Commenced Dosing of Patients in 6mg Cohort of R/M ACC Study: Ayala commenced dosing of the second patient cohort in its ACCURACY study for the treatment of R/M ACC with Notch-activating mutations at the higher dose of 6mg. In the first cohort of the study, 45 patients were dosed at 4mg where clear signs of clinical activity were observed along with a favorable safety profile. The study is expected to dose 42 patients in the 6mg cohort.

Investigational New Drug (IND) Accepted by FDA for Phase 2 Study of AL101 For Treatment of TNBC: In April 2020, the FDA accepted the IND for the Phase 2 study of AL101 for treatment of triple negative breast cancer (TNBC.) The FDA approved the dosing to commence at 6mg in a monotherapy study to evaluate TNBC patients bearing Notch activating mutations who have undergone 3 prior lines of therapies or less.

Upcoming Milestones

On Track to Report Additional Phase 2 Data of AL101 in Patients with R/M ACC Data in The Second Half of 2020: Ayala plans to report additional data from its ongoing Phase 2 ACCURACY study of AL101 for the treatment of patients with R/M ACC with Notch-activating mutations, a rare malignancy of the secretory glands, at an upcoming medical meeting in the second half of 2020. Initial data demonstrating a 15% response rate and 69% disease control rate were previously reported out of the first 39 evaluable patients in the 4mg cohort.

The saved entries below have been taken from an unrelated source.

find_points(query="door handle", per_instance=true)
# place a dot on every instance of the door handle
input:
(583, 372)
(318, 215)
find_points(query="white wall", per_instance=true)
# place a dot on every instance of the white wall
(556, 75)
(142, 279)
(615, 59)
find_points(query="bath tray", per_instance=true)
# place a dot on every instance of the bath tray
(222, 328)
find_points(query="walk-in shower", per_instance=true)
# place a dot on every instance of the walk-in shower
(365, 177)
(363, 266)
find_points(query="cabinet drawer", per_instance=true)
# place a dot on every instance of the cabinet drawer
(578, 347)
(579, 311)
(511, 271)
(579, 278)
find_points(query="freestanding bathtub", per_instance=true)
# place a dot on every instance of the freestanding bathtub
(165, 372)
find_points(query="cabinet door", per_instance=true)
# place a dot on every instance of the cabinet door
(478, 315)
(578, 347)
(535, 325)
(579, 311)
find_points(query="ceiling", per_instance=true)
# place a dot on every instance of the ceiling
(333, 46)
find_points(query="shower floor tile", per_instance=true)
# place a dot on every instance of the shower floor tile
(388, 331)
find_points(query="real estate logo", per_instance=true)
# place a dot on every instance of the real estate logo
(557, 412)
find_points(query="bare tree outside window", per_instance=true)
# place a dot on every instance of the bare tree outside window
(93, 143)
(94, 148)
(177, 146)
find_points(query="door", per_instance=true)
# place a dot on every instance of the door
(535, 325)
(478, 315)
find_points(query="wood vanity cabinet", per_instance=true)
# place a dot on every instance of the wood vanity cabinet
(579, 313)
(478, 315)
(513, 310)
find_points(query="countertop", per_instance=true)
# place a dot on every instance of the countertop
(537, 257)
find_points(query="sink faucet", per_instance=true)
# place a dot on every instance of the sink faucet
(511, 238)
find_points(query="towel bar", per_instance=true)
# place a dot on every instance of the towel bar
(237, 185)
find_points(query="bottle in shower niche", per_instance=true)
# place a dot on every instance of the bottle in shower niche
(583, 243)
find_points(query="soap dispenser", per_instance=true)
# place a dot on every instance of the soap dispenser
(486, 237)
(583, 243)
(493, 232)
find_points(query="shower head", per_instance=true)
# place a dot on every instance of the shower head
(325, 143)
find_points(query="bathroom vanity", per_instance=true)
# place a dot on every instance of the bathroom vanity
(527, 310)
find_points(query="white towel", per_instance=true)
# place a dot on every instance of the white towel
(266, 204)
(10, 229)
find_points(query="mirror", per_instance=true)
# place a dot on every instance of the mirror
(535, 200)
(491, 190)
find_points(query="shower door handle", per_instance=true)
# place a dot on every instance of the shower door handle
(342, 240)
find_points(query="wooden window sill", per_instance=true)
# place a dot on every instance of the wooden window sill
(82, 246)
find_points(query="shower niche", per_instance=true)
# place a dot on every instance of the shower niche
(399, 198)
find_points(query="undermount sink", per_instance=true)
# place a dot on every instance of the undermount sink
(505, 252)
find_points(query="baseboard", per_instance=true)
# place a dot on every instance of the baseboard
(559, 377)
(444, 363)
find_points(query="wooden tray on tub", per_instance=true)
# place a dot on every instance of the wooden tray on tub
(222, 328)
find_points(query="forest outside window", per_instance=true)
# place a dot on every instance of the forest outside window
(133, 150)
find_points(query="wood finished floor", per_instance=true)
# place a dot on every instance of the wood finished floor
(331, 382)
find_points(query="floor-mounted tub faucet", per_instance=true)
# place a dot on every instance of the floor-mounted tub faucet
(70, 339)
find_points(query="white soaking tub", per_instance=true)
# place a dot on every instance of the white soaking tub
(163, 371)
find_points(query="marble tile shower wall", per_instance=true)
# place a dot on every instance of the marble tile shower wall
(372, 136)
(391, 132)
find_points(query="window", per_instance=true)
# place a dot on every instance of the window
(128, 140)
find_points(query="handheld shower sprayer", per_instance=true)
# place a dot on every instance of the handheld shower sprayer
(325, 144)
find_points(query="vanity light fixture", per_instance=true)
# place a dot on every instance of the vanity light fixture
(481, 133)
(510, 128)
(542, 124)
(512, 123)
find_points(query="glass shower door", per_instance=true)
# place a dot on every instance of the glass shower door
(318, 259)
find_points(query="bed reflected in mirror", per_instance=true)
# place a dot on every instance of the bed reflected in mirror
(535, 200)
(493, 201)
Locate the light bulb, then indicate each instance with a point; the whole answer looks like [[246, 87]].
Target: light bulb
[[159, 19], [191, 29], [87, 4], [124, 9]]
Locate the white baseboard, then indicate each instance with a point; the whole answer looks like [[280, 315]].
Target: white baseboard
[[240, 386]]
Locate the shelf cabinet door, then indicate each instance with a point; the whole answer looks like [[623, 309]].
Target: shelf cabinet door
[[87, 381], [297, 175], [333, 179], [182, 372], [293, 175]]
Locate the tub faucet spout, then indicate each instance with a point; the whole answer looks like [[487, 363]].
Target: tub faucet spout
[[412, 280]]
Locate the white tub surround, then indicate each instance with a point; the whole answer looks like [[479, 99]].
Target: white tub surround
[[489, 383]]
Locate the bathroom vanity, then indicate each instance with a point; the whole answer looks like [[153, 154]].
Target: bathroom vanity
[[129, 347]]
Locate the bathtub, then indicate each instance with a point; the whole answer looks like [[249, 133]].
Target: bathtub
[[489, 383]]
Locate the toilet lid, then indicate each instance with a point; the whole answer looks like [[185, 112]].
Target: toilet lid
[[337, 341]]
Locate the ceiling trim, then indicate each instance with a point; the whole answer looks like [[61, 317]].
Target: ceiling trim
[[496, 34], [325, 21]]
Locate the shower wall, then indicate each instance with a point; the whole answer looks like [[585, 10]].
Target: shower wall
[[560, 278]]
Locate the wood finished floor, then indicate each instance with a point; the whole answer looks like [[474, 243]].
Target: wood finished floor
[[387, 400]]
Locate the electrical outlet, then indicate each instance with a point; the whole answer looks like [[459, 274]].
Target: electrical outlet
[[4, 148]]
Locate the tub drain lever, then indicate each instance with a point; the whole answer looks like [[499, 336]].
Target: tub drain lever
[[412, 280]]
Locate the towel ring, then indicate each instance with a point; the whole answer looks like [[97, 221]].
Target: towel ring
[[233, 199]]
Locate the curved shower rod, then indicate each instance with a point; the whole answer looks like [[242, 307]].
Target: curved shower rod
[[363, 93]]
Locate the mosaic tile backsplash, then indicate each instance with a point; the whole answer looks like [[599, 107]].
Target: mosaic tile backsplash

On Track to Initiate Phase 2 Study of AL101 in Patients with Recurrent/Metastatic Triple Negative Breast Cancer (R/M TNBC) in The Second Half of 2020: Ayala plans to initiate a Phase 2 clinical trial of AL101 for the treatment of patients with R/M TNBC with Notch-activating mutations in the second half of 2020, subject to the impact of COVID-19.

First Quarter 2020 Financial Results

Cash Position: Cash and cash equivalents were $10.1 million as of March 31, 2020, as compared to $16.7 million as of December 31, 2019. Total cash, cash equivalents and marketable securities at March 31, 2020 did not include total net proceeds of approximately $55.0 million, after deducting underwriting discounts and commissions, from the Company’s IPO of 3,940,689 shares of common stock, including the partial exercise of the underwriters’ option to purchase additional shares, in May 2020. We expect the cash balance to fund operations into the second half of 2022 through potentially multiple key clinical and development milestones.

Collaboration Revenue: Collaboration revenue was $1.0 million for the first quarter of 2020, compared to $0.3 million for the same period in 2019. The increase in revenue was due to the advancement of our collaboration with Novartis on AL102 in combination with Novartis’ anti BCMA agent.

R&D Expenses: Research and development expenses were $5.1 million for the first quarter of 2020, compared to $2.8 million for the same period in 2019. The increase was primarily driven by higher costs related to the advancement of our ongoing Phase 2 study of AL101 in ACC and preparations for the initiation of the Phase 2 study in our TNBC trial.

G&A Expenses: General and administrative expenses were $1.3 million for the first quarter of 2020, compared to $0.8 million for the same period in 2019. The increase was primarily related to higher professional services and personnel costs to support the growth of the company.

Net Income/Loss: Net loss was $6.6 million, or $1.32 loss per share, for the first quarter of 2020, compared to $3.5 million, or $0.71 loss per share, for the same period in 2019, attributable mainly to the increase in our clinical operations.